Neil's News

Sonar Fail

8 September 2011

Having successfully created hydrophone recordings of San Francisco Bay, the next logical step was to experiment with active sonar. The idea was program a cell phone to emit 4000 Hz pulses once a second while simultaneously recording an audio file of the entire experiment. A pair of PC speakers and a large battery would amplify the sound. An external hydrophone would listen for the echo returning from the bottom of the bay.

[Sonar components]

Keeping this contraption dry while towing it across the bay was a challenge. My first attempt filled up with water very quickly and sank. I hauled it out and redesigned the seal. The second attempt also flooded, albeit more slowly. The third attempt was water-tight.

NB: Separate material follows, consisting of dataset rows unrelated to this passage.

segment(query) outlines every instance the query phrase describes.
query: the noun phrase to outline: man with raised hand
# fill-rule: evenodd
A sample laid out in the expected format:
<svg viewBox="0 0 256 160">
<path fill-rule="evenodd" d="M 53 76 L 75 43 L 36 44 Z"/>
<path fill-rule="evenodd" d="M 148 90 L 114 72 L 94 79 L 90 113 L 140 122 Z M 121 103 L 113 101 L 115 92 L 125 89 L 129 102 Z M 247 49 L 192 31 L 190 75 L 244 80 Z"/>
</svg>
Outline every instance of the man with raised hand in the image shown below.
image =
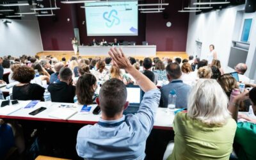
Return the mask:
<svg viewBox="0 0 256 160">
<path fill-rule="evenodd" d="M 156 85 L 130 63 L 121 49 L 109 51 L 113 65 L 125 69 L 145 92 L 138 113 L 123 115 L 129 106 L 124 83 L 105 82 L 97 101 L 102 110 L 99 122 L 81 128 L 77 134 L 78 155 L 88 159 L 144 159 L 146 140 L 154 125 L 161 93 Z"/>
</svg>

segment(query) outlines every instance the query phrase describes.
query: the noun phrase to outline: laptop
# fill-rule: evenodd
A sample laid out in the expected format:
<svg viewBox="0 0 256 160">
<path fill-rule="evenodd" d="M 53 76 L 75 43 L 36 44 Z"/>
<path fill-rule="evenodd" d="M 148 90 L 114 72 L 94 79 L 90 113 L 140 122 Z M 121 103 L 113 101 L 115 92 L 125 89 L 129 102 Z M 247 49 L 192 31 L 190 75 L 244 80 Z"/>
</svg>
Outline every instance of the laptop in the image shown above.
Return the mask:
<svg viewBox="0 0 256 160">
<path fill-rule="evenodd" d="M 239 77 L 238 76 L 238 73 L 237 72 L 231 72 L 230 74 L 236 79 L 237 82 L 239 81 Z"/>
<path fill-rule="evenodd" d="M 124 111 L 124 115 L 134 114 L 139 110 L 143 93 L 139 86 L 127 85 L 126 89 L 127 90 L 127 100 L 129 101 L 129 106 Z"/>
</svg>

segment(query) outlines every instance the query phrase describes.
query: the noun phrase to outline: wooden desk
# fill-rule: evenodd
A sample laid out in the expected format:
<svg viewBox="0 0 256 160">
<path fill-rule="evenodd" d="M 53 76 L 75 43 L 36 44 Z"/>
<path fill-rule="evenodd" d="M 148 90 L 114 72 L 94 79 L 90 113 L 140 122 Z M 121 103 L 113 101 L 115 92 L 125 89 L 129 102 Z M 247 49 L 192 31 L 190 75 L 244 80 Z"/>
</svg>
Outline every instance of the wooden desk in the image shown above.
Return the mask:
<svg viewBox="0 0 256 160">
<path fill-rule="evenodd" d="M 52 102 L 50 106 L 46 107 L 47 109 L 43 111 L 42 112 L 32 116 L 28 113 L 40 108 L 45 107 L 44 102 L 38 102 L 33 108 L 24 108 L 31 100 L 19 100 L 19 104 L 15 106 L 17 107 L 22 107 L 22 109 L 16 111 L 8 115 L 1 115 L 0 113 L 0 118 L 10 118 L 10 119 L 20 119 L 20 120 L 39 120 L 39 121 L 46 121 L 46 122 L 65 122 L 65 123 L 76 123 L 76 124 L 95 124 L 98 122 L 99 119 L 100 117 L 100 115 L 95 115 L 92 113 L 93 109 L 96 108 L 96 104 L 90 105 L 92 106 L 91 111 L 89 114 L 84 115 L 77 112 L 76 114 L 71 116 L 67 120 L 54 118 L 49 116 L 49 113 L 58 108 L 60 104 L 72 104 L 68 103 L 58 103 Z M 77 111 L 80 111 L 82 105 L 77 105 L 77 107 L 72 109 L 76 109 Z M 168 115 L 166 112 L 166 108 L 157 109 L 157 112 L 156 116 L 156 120 L 154 124 L 154 129 L 164 129 L 164 130 L 172 130 L 172 124 L 174 120 L 174 115 Z"/>
</svg>

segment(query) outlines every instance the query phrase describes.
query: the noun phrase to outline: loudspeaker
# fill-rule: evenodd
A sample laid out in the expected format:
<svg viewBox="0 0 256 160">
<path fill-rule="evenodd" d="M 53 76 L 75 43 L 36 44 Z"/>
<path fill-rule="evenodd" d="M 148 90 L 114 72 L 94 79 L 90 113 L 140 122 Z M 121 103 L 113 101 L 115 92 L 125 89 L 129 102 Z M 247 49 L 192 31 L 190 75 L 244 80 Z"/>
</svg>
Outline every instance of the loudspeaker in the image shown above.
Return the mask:
<svg viewBox="0 0 256 160">
<path fill-rule="evenodd" d="M 255 12 L 256 1 L 255 0 L 246 0 L 245 2 L 244 12 L 253 13 Z"/>
</svg>

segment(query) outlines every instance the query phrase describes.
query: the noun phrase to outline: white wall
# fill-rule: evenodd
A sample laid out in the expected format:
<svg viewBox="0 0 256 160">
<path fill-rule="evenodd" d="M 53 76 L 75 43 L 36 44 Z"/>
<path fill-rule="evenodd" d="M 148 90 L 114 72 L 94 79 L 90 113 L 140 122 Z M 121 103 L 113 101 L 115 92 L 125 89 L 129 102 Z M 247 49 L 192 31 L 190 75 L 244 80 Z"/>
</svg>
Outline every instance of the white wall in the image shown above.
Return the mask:
<svg viewBox="0 0 256 160">
<path fill-rule="evenodd" d="M 237 34 L 237 32 L 240 32 L 241 28 L 243 28 L 243 24 L 237 26 L 237 20 L 236 19 L 237 12 L 243 10 L 244 8 L 244 4 L 199 15 L 191 13 L 186 48 L 188 54 L 189 55 L 196 54 L 195 40 L 198 40 L 202 42 L 201 59 L 206 59 L 207 54 L 209 52 L 209 45 L 214 44 L 217 52 L 218 59 L 221 61 L 225 72 L 234 71 L 227 65 L 232 41 L 239 41 L 240 36 L 237 35 L 241 35 L 241 33 Z M 256 34 L 253 34 L 253 33 L 256 33 L 256 12 L 244 13 L 243 17 L 254 19 L 249 40 L 250 46 L 246 63 L 248 67 L 246 75 L 253 79 L 256 77 L 256 68 L 253 67 L 253 63 L 254 57 L 255 60 L 253 61 L 256 61 L 256 56 L 254 56 Z M 243 22 L 243 20 L 242 22 Z"/>
<path fill-rule="evenodd" d="M 33 56 L 43 51 L 37 19 L 11 20 L 5 24 L 0 19 L 0 56 Z"/>
</svg>

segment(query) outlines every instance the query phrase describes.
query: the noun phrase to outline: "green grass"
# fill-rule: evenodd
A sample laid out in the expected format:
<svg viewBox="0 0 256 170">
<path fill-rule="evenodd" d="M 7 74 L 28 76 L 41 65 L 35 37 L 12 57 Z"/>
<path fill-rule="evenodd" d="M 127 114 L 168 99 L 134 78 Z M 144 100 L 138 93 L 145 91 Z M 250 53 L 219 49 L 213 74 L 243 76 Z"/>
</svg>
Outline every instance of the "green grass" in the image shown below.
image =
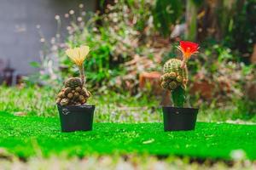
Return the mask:
<svg viewBox="0 0 256 170">
<path fill-rule="evenodd" d="M 256 126 L 198 122 L 195 131 L 163 132 L 162 123 L 95 123 L 91 132 L 61 133 L 56 117 L 0 113 L 0 147 L 36 155 L 150 154 L 230 159 L 242 150 L 256 159 Z"/>
<path fill-rule="evenodd" d="M 104 91 L 93 95 L 89 103 L 96 104 L 96 122 L 161 122 L 160 99 L 148 96 L 131 96 Z M 50 88 L 26 87 L 23 88 L 0 87 L 0 110 L 25 112 L 28 116 L 57 116 L 55 99 L 57 90 Z M 8 97 L 7 97 L 8 96 Z M 201 122 L 226 122 L 243 120 L 256 122 L 256 116 L 248 114 L 239 105 L 226 105 L 217 108 L 201 106 L 198 120 Z"/>
</svg>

An important consideration was that the sonar pod had to be slightly denser than water. Noise is the enemy of any kind of faint signal, and I didn't want a lot of surface wave action being picked up. So the goal was to add ballast until the pod had slight negative buoyancy, then let it cruise just under the surface as I towed it across the bay with my kayak.

[Sonar assembled]

Unfortunately there was a bug. The rope was tied to the pod the same way that a ribbon is tied to a birthday present. This is not an escape-proof cage. About 300 meters out into the bay the pod flipped around and popped out of the rope harness. It promptly sank to the bottom of the bay, at least 15 meters down. It's still down there, happily pinging away and recording data until the batteries eventually die. (With any luck it landed on one of the Navy's anti-submarine hydrophones and is giving someone a headache.)

A moment of silence for the cell phone that survived my 3G centrifuge as well as a helium balloon ride. It now sleeps with the fishes. At least until it meets a dredger.

Painful lesson learned. I've bought a replacement cell phone and will try again in a few weeks.